01.09.2008 Im Urteil vom 10.06.2008 (Az.: X ZR 78/07) beschäftigte sich der Bundesgerichtshof (BGH) mit der Auslegung von Vergabeunterlagen, nach denen der Bieter bei beabsichtigter Übertragung von Teilen der Leistung auf Nachunternehmer Art und Umfang der durch Subunternehmer auszuführenden Leistungen in seinem Angebot angeben und auf Verlangen die vorgesehenen Nachunternehmer benennen muss.
Das Gericht entschied, dass es den Bietern zwar zuzumuten sei, Auskunft darüber zu geben, ob für bestimmte Leistungsteile eine Einschaltung von Subunternehmern vorgesehen ist. Darüber hinaus gehende verbindliche Mitteilungen belasten den Bieter jedoch unverhältnismäßig.
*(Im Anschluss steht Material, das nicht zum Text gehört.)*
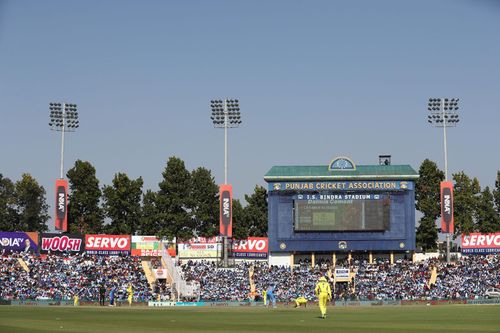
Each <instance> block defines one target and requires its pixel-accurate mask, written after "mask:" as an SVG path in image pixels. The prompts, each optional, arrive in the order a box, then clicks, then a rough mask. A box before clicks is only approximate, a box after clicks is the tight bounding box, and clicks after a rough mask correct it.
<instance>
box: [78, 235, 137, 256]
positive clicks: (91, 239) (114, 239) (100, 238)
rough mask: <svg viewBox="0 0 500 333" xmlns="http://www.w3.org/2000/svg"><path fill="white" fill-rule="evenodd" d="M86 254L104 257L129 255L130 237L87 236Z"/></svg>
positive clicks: (123, 236)
mask: <svg viewBox="0 0 500 333" xmlns="http://www.w3.org/2000/svg"><path fill="white" fill-rule="evenodd" d="M85 252H86V253H88V254H102V255H117V254H129V253H130V236H128V235H85Z"/></svg>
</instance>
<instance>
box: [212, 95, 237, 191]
mask: <svg viewBox="0 0 500 333" xmlns="http://www.w3.org/2000/svg"><path fill="white" fill-rule="evenodd" d="M210 105H211V107H212V116H211V117H210V118H211V119H212V121H213V123H214V127H215V128H224V184H227V129H228V128H236V127H239V125H240V124H241V114H240V105H239V101H238V100H237V99H225V100H220V99H214V100H211V101H210Z"/></svg>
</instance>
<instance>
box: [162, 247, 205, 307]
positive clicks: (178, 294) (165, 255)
mask: <svg viewBox="0 0 500 333" xmlns="http://www.w3.org/2000/svg"><path fill="white" fill-rule="evenodd" d="M161 258H162V260H163V262H164V263H165V265H166V266H167V267H166V269H167V272H168V274H169V275H170V277H171V278H172V288H173V291H174V292H175V293H176V295H177V300H180V299H181V298H182V297H184V298H186V297H188V298H198V297H199V294H200V293H199V292H200V285H199V283H197V282H195V281H186V280H184V279H183V278H182V274H181V268H180V267H179V266H177V265H176V264H175V259H173V258H172V257H171V256H170V254H169V253H168V251H167V248H166V246H165V245H164V244H162V245H161Z"/></svg>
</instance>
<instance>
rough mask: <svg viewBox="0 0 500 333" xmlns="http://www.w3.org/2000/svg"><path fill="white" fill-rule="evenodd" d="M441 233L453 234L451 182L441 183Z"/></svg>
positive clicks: (452, 205) (453, 228) (452, 199)
mask: <svg viewBox="0 0 500 333" xmlns="http://www.w3.org/2000/svg"><path fill="white" fill-rule="evenodd" d="M441 232H443V233H448V234H452V233H454V220H453V183H452V182H441Z"/></svg>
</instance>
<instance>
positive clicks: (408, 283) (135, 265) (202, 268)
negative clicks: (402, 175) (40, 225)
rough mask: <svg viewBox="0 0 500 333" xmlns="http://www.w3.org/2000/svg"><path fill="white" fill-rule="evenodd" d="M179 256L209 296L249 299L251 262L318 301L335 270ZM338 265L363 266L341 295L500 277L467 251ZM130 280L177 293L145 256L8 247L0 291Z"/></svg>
mask: <svg viewBox="0 0 500 333" xmlns="http://www.w3.org/2000/svg"><path fill="white" fill-rule="evenodd" d="M178 264H179V267H180V268H181V272H182V276H183V278H184V279H185V280H187V281H197V282H199V284H200V286H201V290H200V295H199V299H201V300H205V301H242V300H248V299H249V297H250V296H249V295H250V282H249V270H251V269H253V276H252V284H255V290H256V294H257V295H260V294H261V292H262V291H263V290H265V289H266V288H267V287H268V286H269V285H271V284H273V285H276V290H277V293H276V294H277V298H278V301H281V302H289V301H290V300H292V299H293V298H296V297H298V296H304V297H306V298H307V299H308V300H311V301H312V300H315V296H314V292H313V290H314V285H315V284H316V282H317V281H318V279H319V277H321V276H325V275H326V276H330V277H331V272H332V269H331V266H330V265H329V263H327V262H322V263H317V264H316V265H315V267H311V264H310V263H308V262H306V261H304V262H302V263H301V264H299V265H296V266H295V267H294V268H293V269H291V268H290V267H286V266H269V265H268V263H267V261H242V262H240V263H238V264H237V265H236V266H235V267H233V268H220V267H217V265H216V262H214V261H203V260H201V261H191V260H185V261H180V262H178ZM148 265H151V267H156V268H158V267H161V261H159V260H153V263H148ZM337 265H342V266H343V267H349V268H350V270H352V271H353V272H355V278H354V279H353V281H352V282H351V283H336V284H335V289H334V294H335V299H337V300H339V299H349V300H378V299H380V300H381V299H405V300H415V299H427V300H430V299H444V298H449V299H458V298H460V299H461V298H466V299H473V298H480V297H483V296H484V293H485V291H486V289H487V288H489V287H492V286H498V285H499V284H500V256H498V255H490V256H470V257H462V258H460V259H459V260H457V261H455V262H451V263H446V262H443V261H439V260H438V259H428V260H425V261H422V262H411V261H408V260H404V259H400V260H398V261H397V262H395V263H394V264H390V262H389V260H387V259H382V258H380V259H376V260H375V262H374V263H372V264H369V263H368V261H367V260H363V259H361V258H353V259H352V260H351V262H345V261H342V262H337ZM129 283H131V284H132V285H133V288H134V301H135V302H141V301H142V302H145V301H150V300H154V301H158V300H160V301H166V300H172V299H173V298H174V297H175V295H172V288H171V286H170V285H169V284H167V283H166V282H165V280H157V281H155V282H154V283H151V284H150V283H148V280H147V278H146V274H145V272H144V269H143V266H142V262H141V259H140V257H133V256H97V255H88V254H76V255H69V254H48V255H43V256H34V255H31V254H25V253H3V254H2V256H1V259H0V286H1V288H0V299H11V300H12V299H21V300H22V299H39V300H43V299H56V300H57V299H71V297H73V295H74V294H75V293H78V295H79V297H80V299H81V300H83V301H85V300H87V301H97V300H98V298H99V286H101V284H104V285H105V286H106V288H107V289H109V288H112V287H115V288H116V289H117V299H118V300H125V299H126V288H127V286H128V284H129ZM256 299H257V300H258V299H259V297H258V296H257V298H256Z"/></svg>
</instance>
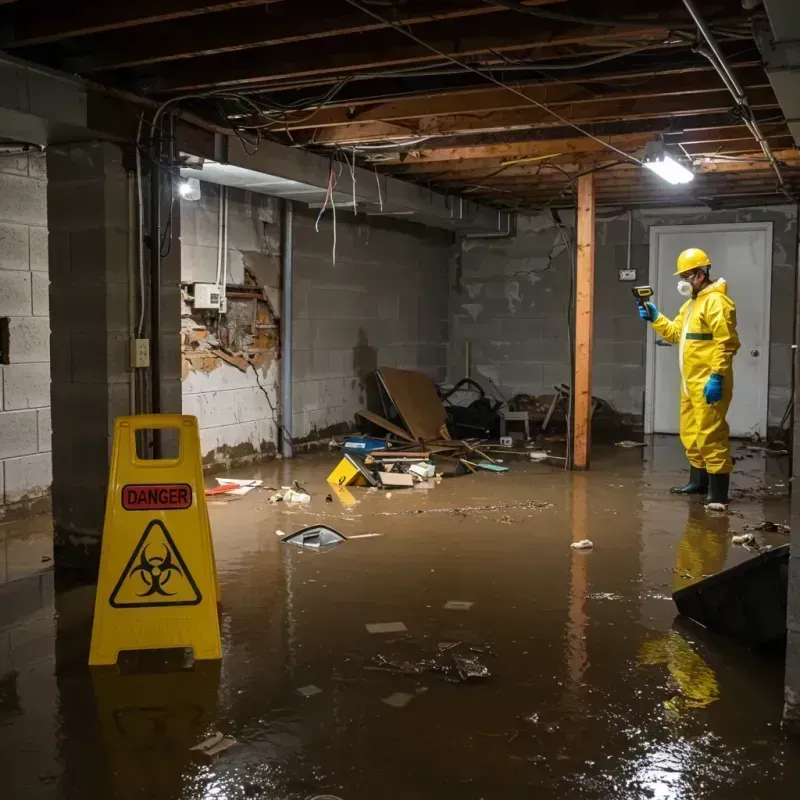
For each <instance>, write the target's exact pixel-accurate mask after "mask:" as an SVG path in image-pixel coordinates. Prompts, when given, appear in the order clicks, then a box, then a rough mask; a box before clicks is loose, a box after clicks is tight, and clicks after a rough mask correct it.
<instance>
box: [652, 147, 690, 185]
mask: <svg viewBox="0 0 800 800" xmlns="http://www.w3.org/2000/svg"><path fill="white" fill-rule="evenodd" d="M642 166H645V167H647V169H649V170H650V171H651V172H655V174H656V175H658V177H659V178H663V179H664V180H665V181H667V182H668V183H672V184H675V185H677V184H681V183H689V182H691V181H693V180H694V172H692V171H691V170H690V169H687V168H686V167H684V166H683V164H681V163H680V162H678V161H676V160H675V159H674V158H673V157H672V156H671V155H669V153H666V152H664V143H663V142H649V143H648V145H647V149H646V150H645V154H644V158H643V159H642Z"/></svg>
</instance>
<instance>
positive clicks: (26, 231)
mask: <svg viewBox="0 0 800 800" xmlns="http://www.w3.org/2000/svg"><path fill="white" fill-rule="evenodd" d="M47 242H48V232H47V166H46V160H45V158H44V157H43V156H36V155H10V156H2V155H0V317H4V318H7V319H8V333H9V347H8V353H7V354H6V359H5V360H6V361H7V363H5V364H3V365H0V517H2V515H3V509H4V508H6V509H7V508H8V507H9V506H12V505H13V504H15V503H18V502H20V501H25V500H31V499H34V498H37V497H42V496H44V495H46V494H47V493H48V492H49V490H50V483H51V481H52V459H51V454H50V450H51V442H50V438H51V437H50V319H49V276H48V253H47V249H48V248H47Z"/></svg>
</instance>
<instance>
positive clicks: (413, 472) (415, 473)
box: [408, 462, 436, 479]
mask: <svg viewBox="0 0 800 800" xmlns="http://www.w3.org/2000/svg"><path fill="white" fill-rule="evenodd" d="M408 471H409V472H410V473H411V474H412V475H417V476H418V477H420V478H423V479H424V478H432V477H433V476H434V475H435V474H436V467H434V466H433V464H431V463H430V462H426V463H421V464H412V465H411V466H410V467H409V468H408Z"/></svg>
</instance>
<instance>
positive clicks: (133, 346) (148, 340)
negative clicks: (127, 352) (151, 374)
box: [131, 339, 150, 368]
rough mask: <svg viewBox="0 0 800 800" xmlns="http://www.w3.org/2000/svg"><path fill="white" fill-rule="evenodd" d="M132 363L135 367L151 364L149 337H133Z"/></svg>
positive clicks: (131, 350) (131, 358)
mask: <svg viewBox="0 0 800 800" xmlns="http://www.w3.org/2000/svg"><path fill="white" fill-rule="evenodd" d="M131 364H133V366H134V368H139V367H149V366H150V340H149V339H131Z"/></svg>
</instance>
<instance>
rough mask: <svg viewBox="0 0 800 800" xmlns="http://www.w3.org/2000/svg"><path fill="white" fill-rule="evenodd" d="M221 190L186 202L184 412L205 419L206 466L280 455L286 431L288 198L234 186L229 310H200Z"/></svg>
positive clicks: (183, 262) (232, 216)
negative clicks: (285, 422) (285, 260)
mask: <svg viewBox="0 0 800 800" xmlns="http://www.w3.org/2000/svg"><path fill="white" fill-rule="evenodd" d="M219 203H220V191H219V187H218V186H215V185H213V184H205V183H202V184H201V199H200V200H199V201H196V202H191V201H187V200H183V201H181V213H182V221H183V228H182V237H181V247H182V256H183V262H182V266H183V269H182V284H183V287H184V304H183V316H182V332H181V337H182V341H181V354H182V372H181V377H182V389H183V409H184V413H186V414H194V415H195V416H196V417H197V418H198V421H199V427H200V444H201V450H202V454H203V462H204V464H205V466H206V468H213V467H220V468H229V467H234V466H238V465H242V464H247V463H253V462H255V461H259V460H263V459H266V458H272V457H274V456H275V454H276V450H277V448H276V443H277V441H278V425H279V389H278V380H279V375H280V362H279V354H280V319H279V316H278V314H279V311H280V245H279V242H280V223H279V220H280V215H279V213H278V212H279V201H278V200H277V199H275V198H270V197H266V196H264V195H257V194H253V193H251V192H245V191H240V190H234V189H229V190H228V215H227V226H228V233H227V248H226V252H227V269H226V276H227V280H226V281H225V295H226V302H227V307H226V309H225V312H224V313H219V312H217V311H214V310H202V309H196V308H194V307H193V304H192V302H191V297H192V295H193V287H194V284H195V283H197V282H200V283H203V282H209V281H211V282H213V281H214V280H215V278H216V270H217V258H218V253H219V248H218V244H219V238H218V237H219Z"/></svg>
Um wahrheitsgemäße Erklärungen abzugeben, welche Leistungen durch den Nachunternehmer ausgeführt werden sollen, müssen sich alle Ausschreibungsteilnehmer die Ausführung der fraglichen Leistungen von den jeweils ins Auge gefassten Nachunternehmern bindend zusagen lassen, so der BGH in seiner Begründung. Eine solche Handhabung könne die Bieter insgesamt in Anbetracht des Umstands, dass der Zuschlag naturgemäß nur auf ein Angebot ergehe, in einem Maße belasten, das in der Regel nicht in einem angemessenen Verhältnis zu den Vorteilen dieser Vorgehensweise für die Vergabestellen stehe.

Vergabe-Tipp
Auf bindende Erklärungen über die Leistung eines Nachunternehmers sollte in Vergabeverfahren grundsätzlich verzichtet werden, da die Bieter hierzu oftmals zum Zeitpunkt der Angebotskalkulation noch keine eindeutigen Angaben machen können. Darüber hinaus erhöht dieser Formalismus das Risiko, lukrative Angebote wegen unvollständiger Abgabe von geforderten Erklärungen ausschließen zu müssen.

Etwas anderes ergibt sich jedoch für den Fall der §§ 7, 7a Ziff. 3 Abs. 6 VOL/A in der zwingend eine entsprechende Verpflichtungserklärung des Subunternehmers vom Bieter nachgewiesen werden muss, da sich dann der Bieter zum Nachweis der Leistungsfähigkeit und Fachkunde der Fähigkeiten des Nachunternehmers bedienen möchte.